I've been asked to build on the early success of Spectacular!Spectacular! to apply for a small teaching development grant to develop a "hybrid" course, one that replaces some in-class time with a technology component.

Although I do use BlackBoard for basic uses like syllabus, assignment, and handout distribution and archiving, as well as GW's nifty e-reserves function, I'm not all that interested in using its online workshopping possibilities. Instead, I'm hoping to develop the function of the blog.

Could those of you who have used blogs in the composition and literature classroom perhaps suggest some of the ways that blogs have "invigorated" the in-class experience?

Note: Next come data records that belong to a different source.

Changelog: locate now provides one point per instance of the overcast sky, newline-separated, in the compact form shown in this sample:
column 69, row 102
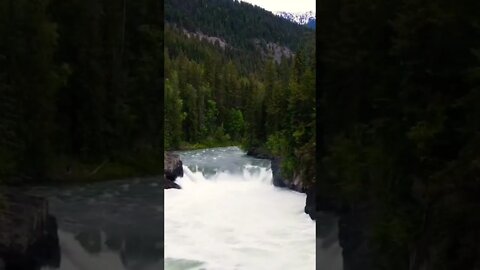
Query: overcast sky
column 284, row 5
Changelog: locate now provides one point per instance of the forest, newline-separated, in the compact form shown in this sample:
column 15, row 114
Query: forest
column 80, row 89
column 236, row 95
column 400, row 95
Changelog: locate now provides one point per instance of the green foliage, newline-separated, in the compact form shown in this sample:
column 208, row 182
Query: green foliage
column 89, row 92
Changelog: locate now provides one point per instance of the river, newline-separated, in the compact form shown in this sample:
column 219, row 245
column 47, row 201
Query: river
column 228, row 215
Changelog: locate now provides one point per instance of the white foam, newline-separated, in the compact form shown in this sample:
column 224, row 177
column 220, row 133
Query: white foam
column 238, row 222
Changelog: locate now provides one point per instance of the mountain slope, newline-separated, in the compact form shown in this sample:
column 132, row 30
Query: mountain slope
column 301, row 18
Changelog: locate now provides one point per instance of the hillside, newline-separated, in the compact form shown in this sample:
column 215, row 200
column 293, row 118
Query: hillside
column 238, row 23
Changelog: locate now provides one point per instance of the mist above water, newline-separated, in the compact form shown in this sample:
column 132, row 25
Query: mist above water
column 228, row 215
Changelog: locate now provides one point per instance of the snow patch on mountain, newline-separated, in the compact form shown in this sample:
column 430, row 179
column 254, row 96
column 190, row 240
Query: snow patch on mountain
column 301, row 18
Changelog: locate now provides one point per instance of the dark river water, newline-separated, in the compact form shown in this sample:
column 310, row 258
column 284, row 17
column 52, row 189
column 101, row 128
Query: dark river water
column 115, row 225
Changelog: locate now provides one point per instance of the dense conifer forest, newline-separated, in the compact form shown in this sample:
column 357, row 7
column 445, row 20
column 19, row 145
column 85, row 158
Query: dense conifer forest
column 236, row 94
column 80, row 88
column 401, row 129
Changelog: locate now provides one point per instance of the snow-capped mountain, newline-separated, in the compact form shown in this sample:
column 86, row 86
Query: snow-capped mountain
column 301, row 18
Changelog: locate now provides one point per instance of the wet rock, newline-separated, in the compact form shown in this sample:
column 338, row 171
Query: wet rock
column 170, row 184
column 278, row 179
column 310, row 203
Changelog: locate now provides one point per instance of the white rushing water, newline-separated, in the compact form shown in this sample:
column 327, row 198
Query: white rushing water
column 229, row 216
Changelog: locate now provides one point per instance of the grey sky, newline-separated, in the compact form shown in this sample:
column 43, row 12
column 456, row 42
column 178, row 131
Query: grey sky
column 284, row 5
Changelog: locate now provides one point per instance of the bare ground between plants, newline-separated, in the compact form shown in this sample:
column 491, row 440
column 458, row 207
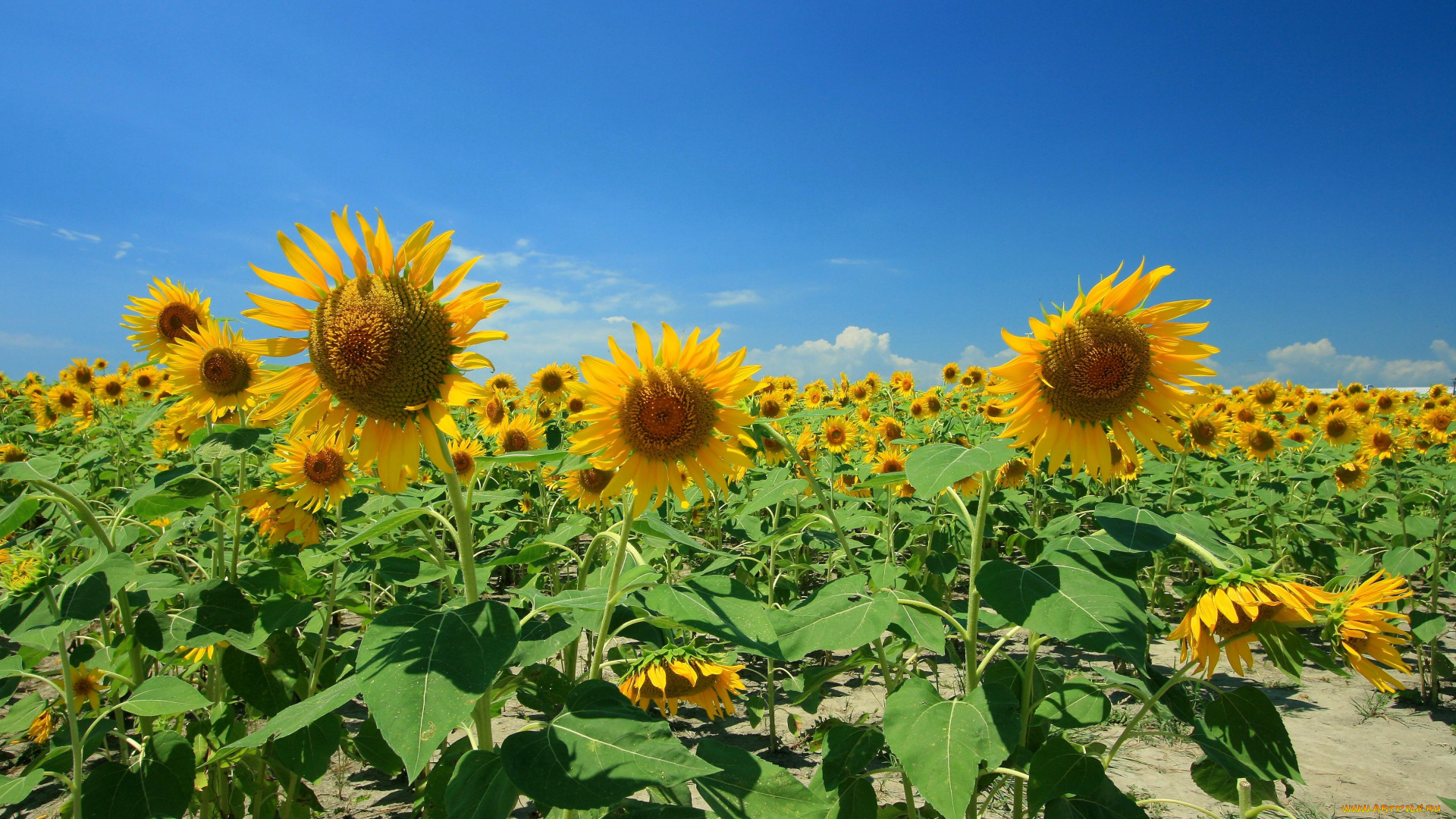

Obviously, though the administrative function here is to create less demand on GW's strapped classroom spaces, there's also at least a nod to actual pedagogical benefit, and I'd like to not only reference that in the proposal, but consider it in designing said hybrid course . . .

I will, of course, also be poking around Palimpsest to see what's been said over there on the subject.

January 25, 2005

Writing class blog forum

After setting up a blog for my composition class on the rhetoric of spectacle, I was debating how to get students up and running on it quickly.

The fact that inauguration coincided with the first week of class seemed a good omen, so I had students do an initial writing assignment, bring it to class to discuss, and then discuss how those writing assignments might differ/intersect/resemble a good blog post (also a great way to talk about genre and schema!)

Since I was out of town for yesterday's class, I decided to require a "blog forum," where students were required to post revised/excerpted versions of their inauguration writing assignments, and then spend class time reading each other's posts, and commenting on them. The results are, well, in my humble opinion, spectacular.

Please do check it out, and post your own comments!

January 11, 2005

Bobby Baker's Daily Life

I've just re-run across British performance artist Bobby Baker's website, Bobby Baker's Daily Life.

Baker is remarkable not just for her very trenchant critique of a core component of feminist discourse, the construction and reification of domesticity. But beyond this, her approach to food, cooking, shopping, and cleaning, among other components of British women's daily lives not only reveals both the joys and deadening agonies of this sort of experience, it also clearly marks out the ways that these codes of domesticity are performative--that they mark out feminity by their repeated doing.

Take a look around the archives, particularly HouseWorkHouse, which is an interactive map of a typical middle class British home, with the traces of routine daily experience marked throughout.